When a caller punches in the code of a desired course, Huff said, the computer checks availability, then either enrolls the student immediately or searches for the nearest available time slot.

“The value is that it gives feedback immediately,” said Huff. As a result, he said, the university expects to significantly reduce the 150,000 post-registration requests it routinely processes each semester for adding or dropping classes, probably at an eventual savings of about $75,000 per year.

Lack of Security

But the system is not without glitches.

Because Social Security numbers are often listed alongside students’ names on class rosters, some critics have charged, the computer is prone to manipulation by unscrupulous callers who, using other students’ numbers, could sign on and drop their adversaries from highly sought classes in order to later substitute themselves.
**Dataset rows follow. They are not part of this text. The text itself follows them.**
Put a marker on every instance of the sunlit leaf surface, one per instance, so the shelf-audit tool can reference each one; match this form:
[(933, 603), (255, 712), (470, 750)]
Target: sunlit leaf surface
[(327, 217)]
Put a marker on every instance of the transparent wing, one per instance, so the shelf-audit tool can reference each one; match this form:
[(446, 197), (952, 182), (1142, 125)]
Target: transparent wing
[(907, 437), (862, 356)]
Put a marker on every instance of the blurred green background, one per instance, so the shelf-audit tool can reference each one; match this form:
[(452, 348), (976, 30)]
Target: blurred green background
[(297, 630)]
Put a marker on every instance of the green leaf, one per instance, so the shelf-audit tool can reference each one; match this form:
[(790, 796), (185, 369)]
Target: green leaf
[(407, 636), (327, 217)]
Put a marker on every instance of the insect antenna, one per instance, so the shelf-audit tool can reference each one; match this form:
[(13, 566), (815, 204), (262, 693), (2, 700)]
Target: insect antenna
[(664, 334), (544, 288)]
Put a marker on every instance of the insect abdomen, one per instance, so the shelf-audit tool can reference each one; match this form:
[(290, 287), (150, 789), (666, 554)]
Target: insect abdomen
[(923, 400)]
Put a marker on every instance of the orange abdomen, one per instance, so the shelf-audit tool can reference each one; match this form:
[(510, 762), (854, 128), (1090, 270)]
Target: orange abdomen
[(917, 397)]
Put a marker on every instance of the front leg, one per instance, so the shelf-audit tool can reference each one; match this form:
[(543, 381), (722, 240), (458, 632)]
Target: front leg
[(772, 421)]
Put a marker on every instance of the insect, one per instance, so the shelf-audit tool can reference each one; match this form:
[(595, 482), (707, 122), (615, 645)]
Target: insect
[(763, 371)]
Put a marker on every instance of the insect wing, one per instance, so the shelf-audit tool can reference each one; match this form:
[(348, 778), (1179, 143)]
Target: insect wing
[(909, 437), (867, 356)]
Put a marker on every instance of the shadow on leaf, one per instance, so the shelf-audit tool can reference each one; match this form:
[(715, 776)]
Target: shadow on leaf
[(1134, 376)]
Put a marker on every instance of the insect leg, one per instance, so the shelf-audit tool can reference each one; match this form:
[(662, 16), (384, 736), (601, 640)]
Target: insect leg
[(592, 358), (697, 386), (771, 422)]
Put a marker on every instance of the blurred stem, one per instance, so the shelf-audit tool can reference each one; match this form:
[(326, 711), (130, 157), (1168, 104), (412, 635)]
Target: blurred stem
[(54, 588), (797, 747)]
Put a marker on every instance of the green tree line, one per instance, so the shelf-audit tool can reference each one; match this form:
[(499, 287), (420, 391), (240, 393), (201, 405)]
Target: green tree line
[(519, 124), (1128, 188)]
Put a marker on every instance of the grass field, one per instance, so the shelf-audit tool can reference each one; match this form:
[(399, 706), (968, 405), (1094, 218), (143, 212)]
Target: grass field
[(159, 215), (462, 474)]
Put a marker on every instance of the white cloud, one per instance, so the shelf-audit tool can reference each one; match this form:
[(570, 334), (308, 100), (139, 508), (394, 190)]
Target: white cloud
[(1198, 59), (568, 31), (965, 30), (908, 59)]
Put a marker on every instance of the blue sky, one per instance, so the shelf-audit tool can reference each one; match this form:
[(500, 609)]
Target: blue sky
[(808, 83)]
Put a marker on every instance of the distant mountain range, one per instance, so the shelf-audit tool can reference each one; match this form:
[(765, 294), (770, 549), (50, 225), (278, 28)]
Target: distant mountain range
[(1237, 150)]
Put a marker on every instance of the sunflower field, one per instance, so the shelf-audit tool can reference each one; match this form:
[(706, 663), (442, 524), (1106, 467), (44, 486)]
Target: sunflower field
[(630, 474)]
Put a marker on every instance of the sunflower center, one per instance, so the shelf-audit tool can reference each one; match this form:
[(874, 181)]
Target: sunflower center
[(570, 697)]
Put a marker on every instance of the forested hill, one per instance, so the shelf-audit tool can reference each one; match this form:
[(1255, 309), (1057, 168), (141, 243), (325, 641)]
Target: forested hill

To guard against that, Huff said, professors are being urged to stop listing full Social Security numbers on their rosters and student registrants in future years will be assigned secret code numbers by which to identify themselves.

The biggest glitch so far, however, came last week when the system went down for 8 1/2 hours on a day that 1,600 seniors were scheduled to enroll in classes that many need to graduate, a situation resulting in angry knots of frantic complainers lined up at pay phones all over campus.

“We were ready to tear the phones out this morning,” said Susanne Kipp, 36, a journalism major who claimed that she had unsuccessfully dialed the computer’s number at least 500 times between 7 a.m. and 3:30 p.m., when she finally got through. “We were considering planting bombs, starting a strike or beginning a revolution.”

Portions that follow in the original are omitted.